Wherein One Blogger Deftly Constructs a Bet That I Won't Take

By Ian

Kevin Drum takes a shining to all the possible wonders that the new California anti-global warming bill will bestow upon the Sunshine state. Indeed, he's so certain, he's willing to place a bet on it (one that another blogger is willing to take up).

Still, this is a good first move, and I'll bet all comers that not only does it not have a negative impact on California's economy, it will have a noticeably positive impact. It will spur R&D in new technologies, it will motivate businesses to become more efficient, and it will make California a better place to live. And as for businesses moving out, I'll bet against that too. Moving heavy industrial plants to new states is a lot less appealing than it sounds, and if it does start to happen I'll bet other states will follow California's lead. After all, what state wants to be the dumping ground for all the poor corporate citizens who are moving out of California because they want to relocate somewhere that doesn't mind them belching tons of pollutants into the air?

Here's my question: what about all of the diverted activity from companies that choose, on the margin, to avoid Cali to begin with. Stores not opened, factories not built, workforces and facilities not expanded...and so on. And, if California experiences growth, what would be the counterfactual? Would there have been more or less growth absent the new bill?

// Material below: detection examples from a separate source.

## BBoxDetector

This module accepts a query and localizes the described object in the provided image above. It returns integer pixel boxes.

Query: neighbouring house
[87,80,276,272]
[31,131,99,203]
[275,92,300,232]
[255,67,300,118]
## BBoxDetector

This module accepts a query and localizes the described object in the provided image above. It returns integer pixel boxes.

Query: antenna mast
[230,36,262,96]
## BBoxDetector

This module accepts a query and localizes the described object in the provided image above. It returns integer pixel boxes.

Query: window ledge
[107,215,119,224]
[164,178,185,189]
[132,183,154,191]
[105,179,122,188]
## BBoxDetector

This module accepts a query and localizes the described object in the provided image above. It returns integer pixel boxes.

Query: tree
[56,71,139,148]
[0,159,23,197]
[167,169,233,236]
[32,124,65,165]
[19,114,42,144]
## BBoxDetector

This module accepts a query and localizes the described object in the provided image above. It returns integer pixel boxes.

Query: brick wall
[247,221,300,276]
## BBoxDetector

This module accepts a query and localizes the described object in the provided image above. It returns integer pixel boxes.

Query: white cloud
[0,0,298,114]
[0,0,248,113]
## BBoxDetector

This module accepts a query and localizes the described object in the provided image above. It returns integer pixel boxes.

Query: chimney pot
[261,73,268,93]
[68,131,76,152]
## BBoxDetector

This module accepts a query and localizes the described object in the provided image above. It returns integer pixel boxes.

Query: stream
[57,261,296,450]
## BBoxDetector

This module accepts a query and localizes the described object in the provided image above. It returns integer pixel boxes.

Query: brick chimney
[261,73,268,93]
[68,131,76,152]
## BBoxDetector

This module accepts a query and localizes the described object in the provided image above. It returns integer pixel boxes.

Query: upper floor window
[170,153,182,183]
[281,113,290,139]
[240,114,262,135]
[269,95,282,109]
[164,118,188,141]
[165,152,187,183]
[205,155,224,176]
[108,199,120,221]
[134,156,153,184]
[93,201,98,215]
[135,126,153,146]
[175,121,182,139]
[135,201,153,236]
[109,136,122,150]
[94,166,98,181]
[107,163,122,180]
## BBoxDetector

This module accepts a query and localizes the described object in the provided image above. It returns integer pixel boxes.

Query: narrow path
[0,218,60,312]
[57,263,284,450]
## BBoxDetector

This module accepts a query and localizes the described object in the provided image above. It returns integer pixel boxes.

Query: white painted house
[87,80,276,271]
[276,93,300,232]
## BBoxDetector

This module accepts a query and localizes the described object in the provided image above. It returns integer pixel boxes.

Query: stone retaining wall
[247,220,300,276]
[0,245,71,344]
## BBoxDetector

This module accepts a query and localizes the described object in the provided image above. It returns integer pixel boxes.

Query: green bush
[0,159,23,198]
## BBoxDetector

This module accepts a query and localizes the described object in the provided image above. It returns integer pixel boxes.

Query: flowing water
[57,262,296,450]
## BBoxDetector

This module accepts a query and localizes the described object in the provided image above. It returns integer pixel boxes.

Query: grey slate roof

The bet seems rigged to me, focusing only on the most expensive form of altered company behavior, ignoring that this is not the only impact a change in the cost to do business will have on a state's economy. Best of luck to Jane if the bet goes forward. Me, I'd put the money into buying technology to make sure my house uses less power when I'm not home.

For disclosure, I consider myself something of a fence-sitter on global warming. Yup, it's absolutely there. Yup, it's definitely a problem. Nope, no one has a non-slip grip on how big a change and what percentage of the change is due to what factor. (Confidence intervals that include both "no change" and "Hades on a bad day hot" don't make me, well, confident.) And nope, strapping businesses down and squeezing them until they bleed money is not the best way to reduce the problem (unless you happen to like the level of development in the world RIGHT NOW so much that you don't think it should change, and, perhaps, might do with some backsliding).